Creativity is the ability to generate novel and useful ideas and solutions to everyday problems and challenges. Thus, being creative is seeing the same thing as everybody else but thinking of something different. This is a critical skill in differentiating one’s product from competitors, and of special relevance in the current commoditised pharma market.
Language skills are called for in the preparation of doctor communication aids. By language skills one means the art of writing powerful copy to sell the product benefits. Here is what an ace copywriter has to say about this important activity:
‘‘The purpose of copywriting is not to impress the reader with our literary talents. It is to SELL. And as every successful salesman will tell you, before you can make a sale you first have to make a friend. No-one buys from a salesman they don’t trust. We can’t ‘warm’ to someone who bombards us with a stream of obvious sales blurb. And we certainly don’t feel comfortable with a person who thinks he is ‘superior’. Yet if you’re not careful your copy can create the same impression. So keep it reasonably friendly if you wish, and skillfully present your ‘sales pitch’ with the use of carefully crafted phrases. Copywriting should communicate and sell a message, with the least number of words. Your brochure should describe your product and explain how your company operates. But it should contain benefits, benefits and even more benefits. And your copy should be exciting and stimulating enough to motivate the reader into some form of response.’’

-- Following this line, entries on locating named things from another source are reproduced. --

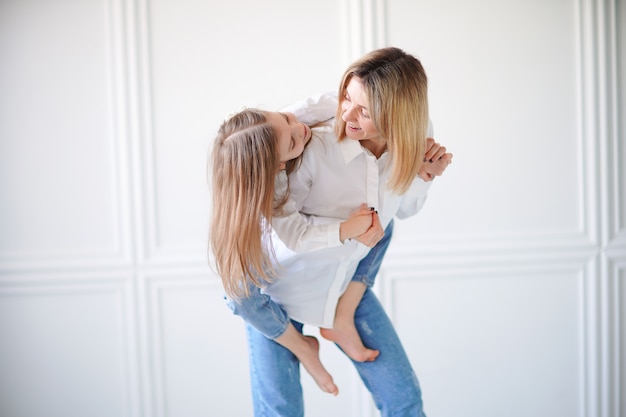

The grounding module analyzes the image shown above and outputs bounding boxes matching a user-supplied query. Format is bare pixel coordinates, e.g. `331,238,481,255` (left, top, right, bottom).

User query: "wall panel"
0,275,139,417
0,1,129,268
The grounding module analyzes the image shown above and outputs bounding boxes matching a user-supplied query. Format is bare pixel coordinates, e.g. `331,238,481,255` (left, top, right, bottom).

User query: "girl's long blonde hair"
209,109,299,299
335,47,428,194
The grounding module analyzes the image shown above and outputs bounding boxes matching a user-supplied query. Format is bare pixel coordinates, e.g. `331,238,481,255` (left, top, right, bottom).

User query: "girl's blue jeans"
227,220,425,417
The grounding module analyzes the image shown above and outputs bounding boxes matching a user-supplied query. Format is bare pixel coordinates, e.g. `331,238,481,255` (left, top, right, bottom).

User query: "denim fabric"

Making the doctor communication ‘exciting’, ‘stimulating’ and ‘motivating’ enough to evoke a positive customer response, is what language skills are all about.

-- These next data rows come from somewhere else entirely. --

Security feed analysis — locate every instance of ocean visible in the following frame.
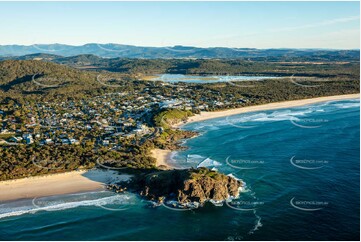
[0,100,360,240]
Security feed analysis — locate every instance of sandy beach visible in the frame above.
[173,94,360,128]
[151,149,172,169]
[0,170,130,203]
[0,94,360,202]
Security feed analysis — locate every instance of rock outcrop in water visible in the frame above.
[111,168,242,204]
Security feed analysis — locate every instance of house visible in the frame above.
[9,136,23,143]
[25,136,34,145]
[61,139,70,145]
[69,139,79,145]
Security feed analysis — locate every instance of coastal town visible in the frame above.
[0,79,246,150]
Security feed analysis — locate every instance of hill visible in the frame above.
[0,43,360,61]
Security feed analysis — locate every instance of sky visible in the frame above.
[0,2,360,49]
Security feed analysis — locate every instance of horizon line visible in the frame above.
[0,42,360,51]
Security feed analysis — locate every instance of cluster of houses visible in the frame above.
[0,83,246,146]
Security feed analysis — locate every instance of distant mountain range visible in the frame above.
[0,43,360,60]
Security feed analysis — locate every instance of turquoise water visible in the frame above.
[153,74,279,84]
[0,100,360,240]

It would be evident then, that the job of a marketing manager calls for a high degree of sophisticated skills.
The sales to marketing transition
One of the positive aspects of the pharma industry is that by and large, all inductions into the marketing department are from the line function. However-and this is unfortunate-very little is done by way of training the field person in the effective discharge of his new responsibilities. What needs to be understood is that the sales and marketing functions call for two entirely different sets of skills.

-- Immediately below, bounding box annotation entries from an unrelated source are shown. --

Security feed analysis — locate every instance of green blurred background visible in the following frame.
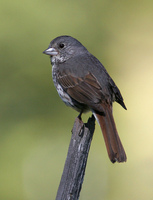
[0,0,153,200]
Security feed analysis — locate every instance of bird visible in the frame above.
[43,35,127,163]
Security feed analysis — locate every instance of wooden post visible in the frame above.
[56,115,95,200]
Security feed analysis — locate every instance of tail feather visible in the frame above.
[94,106,127,163]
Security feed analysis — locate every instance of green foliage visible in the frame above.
[0,0,153,200]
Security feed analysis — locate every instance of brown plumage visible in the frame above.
[44,36,126,163]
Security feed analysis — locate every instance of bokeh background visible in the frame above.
[0,0,153,200]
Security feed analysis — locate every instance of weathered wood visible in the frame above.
[56,116,95,200]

Basically, sales is about What to do (implementation/ physical activity) and How much (number of calls, number of visits, number of samples), whereas, marketing is about What is happening (quantitative and qualitative understanding of environment) and Why is it happening (qualitative insights) before arriving at What to do (strategies).
Ignorance of the value of the marketing function, along with the lack of knowledge of the skill sets required of the job together have led to lack of enthusiasm among the field staff to be promoted to this critical function, and if willing, they are soon frustrated by the little support and understanding they receive from the CEO.
Gearing for the future
With the new patent regime drawing close, pharma companies need to rework several old paradigms – one of them being the excessive emphasis on sales and tactics to achieve ambitious growth rates. While the desire for volumes is understandable, what is not are the means. If companies are to have a long term perspective, it is essential that marketing and strategic thinking are given their due.
As a current soft drink ad says it – ‘Have you done the due?’ If not, the ones refusing change could suffer the fate of the morning dew – once the sun of the new regime rises!
Uday Arur conducts workshops on ‘Creative Brand Communication’.